I already have baby wipes in each vehicle for when hands get dirty from fieldwork (or eating on the go)– and keep liquid sanitizer in the farmer’s market cashbox to apply periodically when handling money. 

I avail myself of the antiseptic wipes at the Hannaford entrance to clean my cart handle, and use sanitizer from the big dispenser in the doctor’s office before I leave. 

But I don’t have anything in my purse to apply in case of disinfectant emergency. Increasingly, it seems, something quick to hand in the Lysol or Clorox family would be dandy.

Case in point: last Monday, I needed items at a box store and the checkout person took my credit card as they are wont to do in order to key the secret code on the reverse into the register before the purchase is approved.

During the transaction, the raspy-voiced sales associate used my card to cover their mouth whilst noisily hacking up something that had come undone, deep, deep down.

(I needn’t malign the establishment.  This has happened in several different stores, with nary a thought by the perpetrators as to the Typhoid Maryness of it all.) 

I shot the clerk a look of incredulity, but it washed over him/her (let’s keep this anonymous), and the transgression passed without an acknowledgement.  I mean, they wouldn’t have done that in my open palm - but barking on my Visa is socially acceptable?
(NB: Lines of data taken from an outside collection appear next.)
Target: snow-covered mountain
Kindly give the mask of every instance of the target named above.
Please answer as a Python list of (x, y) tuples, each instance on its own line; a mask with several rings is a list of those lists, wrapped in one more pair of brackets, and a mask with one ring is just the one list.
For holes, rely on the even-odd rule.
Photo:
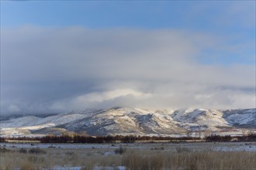
[(241, 134), (256, 130), (256, 109), (147, 110), (112, 107), (81, 112), (5, 117), (1, 135), (59, 134), (64, 131), (91, 135), (175, 135), (192, 132)]

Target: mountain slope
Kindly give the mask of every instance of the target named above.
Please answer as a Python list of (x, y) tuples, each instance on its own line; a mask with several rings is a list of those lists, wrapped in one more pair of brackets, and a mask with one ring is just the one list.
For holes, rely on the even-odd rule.
[(23, 116), (0, 121), (1, 135), (60, 134), (86, 131), (91, 135), (171, 135), (195, 131), (240, 133), (256, 129), (256, 109), (145, 110), (112, 107), (39, 117)]

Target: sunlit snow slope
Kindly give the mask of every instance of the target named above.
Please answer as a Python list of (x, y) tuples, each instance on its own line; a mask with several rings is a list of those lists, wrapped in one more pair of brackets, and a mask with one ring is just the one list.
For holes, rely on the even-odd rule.
[(61, 134), (64, 131), (91, 135), (178, 135), (208, 132), (241, 134), (256, 130), (256, 109), (146, 110), (112, 107), (46, 117), (11, 117), (0, 121), (1, 135)]

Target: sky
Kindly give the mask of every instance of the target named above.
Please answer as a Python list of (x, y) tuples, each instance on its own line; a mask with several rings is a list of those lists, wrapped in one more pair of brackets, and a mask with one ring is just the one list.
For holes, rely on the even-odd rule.
[(1, 113), (256, 107), (255, 1), (1, 1)]

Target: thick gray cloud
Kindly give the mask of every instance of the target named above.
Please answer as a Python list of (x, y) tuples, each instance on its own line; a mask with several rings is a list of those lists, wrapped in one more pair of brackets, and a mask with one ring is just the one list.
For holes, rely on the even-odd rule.
[(254, 65), (200, 63), (206, 49), (235, 53), (223, 37), (78, 26), (28, 26), (1, 33), (2, 113), (115, 105), (255, 107)]

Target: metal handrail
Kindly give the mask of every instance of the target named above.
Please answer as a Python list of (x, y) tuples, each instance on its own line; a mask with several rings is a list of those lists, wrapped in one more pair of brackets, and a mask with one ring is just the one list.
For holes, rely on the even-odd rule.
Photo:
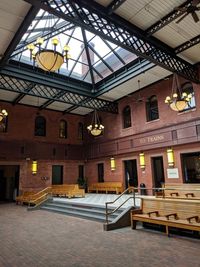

Good God! Now, I had to take the card back.  I likened it to those used Kleenexes that must be balled up in their front smock pocket, and was loath to accept it.

I couldn’t return it to my wallet; instead, I held it by the edges like the used Petri dish it was, and exited.

When I returned to the truck, I dropped it in the center console while relating the sordid tale to my husband Dan – (who had been waiting in the parking lot, listening to music) - all the while searching for the aforementioned (dried out!) baby wipes.  I didn’t dare rub down the card at peril of neutering the magic stripe.

I’m not a raging germaphobe.  I thumb through magazines in the dentist’s office, and have recently gritted a foreign #2 pencil between my teeth while typing on someone else’s computer.  

Dan was witness to the latter, and gave me a repulsed “Omygod, you don’t know where that’s been!” even though he routinely eats goodies after receiving change at Dunkin Donuts’ drive-thru, drinks from a soda can while in the milking parlor, and has no problem consuming anything originating from the well of a sidewalk pushcart.

For all my protestations, I am, at this point, more likely to be bowled over and stamped on by the field pony we are rehabilitating, than in catching the flu or a random cold. 

I’m a devout hand-washer.

But, it might not hurt to start packing personal-size protection.